I could hear that the person on the line was very nervous, afraid of a ruinous lawsuit.
What had happened was that the name tags had somehow become mixed up and we had been given the wrong baby. Our real baby, a bouncing bright-eyed little girl, had been taken home by the Freudensteins, who were on their way over now with her.
Poor Freddy, I thought, for a moment. And then a stream of joy went blazing through my whole body.
She isn’t mine! She isn’t mine! Give me my real baby, Freddy Frankenstein!
But then, even in the dream, I remembered that the vacant eyes were my eyes. And so I knew that that damaged person was irreparably mine, and everything went dead again inside me.
My unconscious is very big on denial. I suppose they all are. That’s supposed to be one of their major functions, isn’t it?
I remember the whole series of denial dreams I had after I learned that my family had truly sat shiva for me.
Did I think they wouldn’t? Did I think they loved me so well that they would, for just this once, ignore what their religion told them they were supposed to do?
Yes, I suppose I did. I knew it would be difficult, a very tricky case, but I was certain that I could win it. I had a deep-down belief, always, in my ability to win. To arrive at the new school, pick out the adversary, and go get him. I don’t believe I ever entertained the possibility of being defeated by circumstance. Of course, I could have come away from my childhood, from the picture of my father, such an American failure, with quite a different sense of the odds.

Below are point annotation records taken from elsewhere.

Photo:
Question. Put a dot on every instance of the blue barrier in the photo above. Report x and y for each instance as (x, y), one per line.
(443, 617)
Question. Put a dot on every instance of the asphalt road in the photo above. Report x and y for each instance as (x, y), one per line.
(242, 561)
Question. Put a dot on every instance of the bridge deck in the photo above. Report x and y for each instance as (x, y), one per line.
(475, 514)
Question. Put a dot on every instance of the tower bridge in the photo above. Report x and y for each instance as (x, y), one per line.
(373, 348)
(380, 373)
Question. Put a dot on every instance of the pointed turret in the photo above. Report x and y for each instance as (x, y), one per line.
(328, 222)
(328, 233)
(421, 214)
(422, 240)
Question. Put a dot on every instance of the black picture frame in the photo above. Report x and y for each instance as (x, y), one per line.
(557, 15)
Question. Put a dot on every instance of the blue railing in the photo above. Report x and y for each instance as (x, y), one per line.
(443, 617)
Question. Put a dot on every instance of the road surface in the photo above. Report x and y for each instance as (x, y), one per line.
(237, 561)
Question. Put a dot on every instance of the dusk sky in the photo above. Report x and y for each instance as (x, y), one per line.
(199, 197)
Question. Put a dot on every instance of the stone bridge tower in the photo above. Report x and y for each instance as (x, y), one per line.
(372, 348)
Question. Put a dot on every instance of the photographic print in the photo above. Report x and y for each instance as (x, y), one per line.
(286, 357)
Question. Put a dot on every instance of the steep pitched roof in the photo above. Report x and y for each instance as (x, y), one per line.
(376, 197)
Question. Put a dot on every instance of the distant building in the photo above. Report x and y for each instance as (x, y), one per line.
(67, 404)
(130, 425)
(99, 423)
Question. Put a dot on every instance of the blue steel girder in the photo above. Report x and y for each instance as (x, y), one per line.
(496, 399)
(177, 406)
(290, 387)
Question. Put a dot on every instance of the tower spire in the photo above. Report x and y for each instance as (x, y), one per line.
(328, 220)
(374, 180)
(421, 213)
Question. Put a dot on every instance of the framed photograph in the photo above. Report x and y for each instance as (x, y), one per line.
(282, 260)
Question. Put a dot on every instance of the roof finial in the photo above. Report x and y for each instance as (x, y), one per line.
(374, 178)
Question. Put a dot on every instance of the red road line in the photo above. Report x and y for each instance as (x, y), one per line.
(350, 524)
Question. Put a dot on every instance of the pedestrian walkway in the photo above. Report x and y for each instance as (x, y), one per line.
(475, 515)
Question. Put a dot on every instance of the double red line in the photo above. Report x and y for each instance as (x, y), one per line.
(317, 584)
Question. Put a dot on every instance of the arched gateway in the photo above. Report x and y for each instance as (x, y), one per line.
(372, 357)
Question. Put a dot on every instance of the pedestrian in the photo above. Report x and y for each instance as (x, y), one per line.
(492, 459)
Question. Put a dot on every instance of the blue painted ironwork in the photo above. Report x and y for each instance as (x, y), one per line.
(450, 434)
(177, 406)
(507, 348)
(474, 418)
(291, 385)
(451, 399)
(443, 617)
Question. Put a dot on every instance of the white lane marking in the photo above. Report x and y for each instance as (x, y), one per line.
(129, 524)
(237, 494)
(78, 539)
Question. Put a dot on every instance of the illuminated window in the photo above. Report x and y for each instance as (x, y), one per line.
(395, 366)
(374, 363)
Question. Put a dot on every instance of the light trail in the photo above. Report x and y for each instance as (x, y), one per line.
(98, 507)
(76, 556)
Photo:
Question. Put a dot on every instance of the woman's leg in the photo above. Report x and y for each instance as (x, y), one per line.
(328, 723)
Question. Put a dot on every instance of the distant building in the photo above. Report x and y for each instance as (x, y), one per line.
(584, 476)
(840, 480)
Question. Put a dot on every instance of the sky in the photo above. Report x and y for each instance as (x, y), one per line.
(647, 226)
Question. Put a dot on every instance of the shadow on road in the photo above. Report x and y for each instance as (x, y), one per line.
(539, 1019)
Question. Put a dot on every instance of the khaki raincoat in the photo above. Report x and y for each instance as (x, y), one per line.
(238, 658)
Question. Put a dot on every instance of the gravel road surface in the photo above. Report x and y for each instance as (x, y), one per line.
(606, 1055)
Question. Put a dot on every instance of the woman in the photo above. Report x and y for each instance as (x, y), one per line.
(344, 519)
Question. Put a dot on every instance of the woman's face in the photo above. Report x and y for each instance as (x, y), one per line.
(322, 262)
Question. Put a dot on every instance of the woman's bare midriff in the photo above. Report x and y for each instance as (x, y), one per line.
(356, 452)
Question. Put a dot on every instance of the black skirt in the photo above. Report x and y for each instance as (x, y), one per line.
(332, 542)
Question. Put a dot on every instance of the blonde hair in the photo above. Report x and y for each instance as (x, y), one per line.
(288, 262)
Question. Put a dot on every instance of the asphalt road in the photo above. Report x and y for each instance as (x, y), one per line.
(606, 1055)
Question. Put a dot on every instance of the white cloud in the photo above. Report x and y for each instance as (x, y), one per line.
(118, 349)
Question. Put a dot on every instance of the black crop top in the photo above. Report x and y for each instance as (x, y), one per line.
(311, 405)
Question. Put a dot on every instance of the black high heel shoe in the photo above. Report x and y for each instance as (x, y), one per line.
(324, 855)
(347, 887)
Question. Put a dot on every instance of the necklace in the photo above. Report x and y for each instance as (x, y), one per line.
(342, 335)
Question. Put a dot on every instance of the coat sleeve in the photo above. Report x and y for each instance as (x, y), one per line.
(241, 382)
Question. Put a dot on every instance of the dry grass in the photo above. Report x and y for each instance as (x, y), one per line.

But I hadn’t. I was American-born, endowed with an Emersonian sense of self-reliance.
You see, the angle was that Luke loved my eyes. He loved my haunted face, and all the ghosts that came trailing behind it. Hadn’t that been the happy ending my mother had been promising me all along, and that I had kept going back to her to hear, again and again, complaining to her about how ugly I was, just so that I could hear it once more? It was, for me, the archetypal story of romance, its legend. Legend, not just as in myth, but as in the explanatory code attached to a map. I mean the story of how Esther Mykoff, American-born and beautiful, had immediately agreed to meet the young Lithuanian rabbi with the rabbinical eyes.
So what if in my case it was a farblondjet philosopher from Nebraska? Couldn’t my mother, who was always so interested in everyone’s story, be able to see that, so far as the essentials went, the two stories were the same?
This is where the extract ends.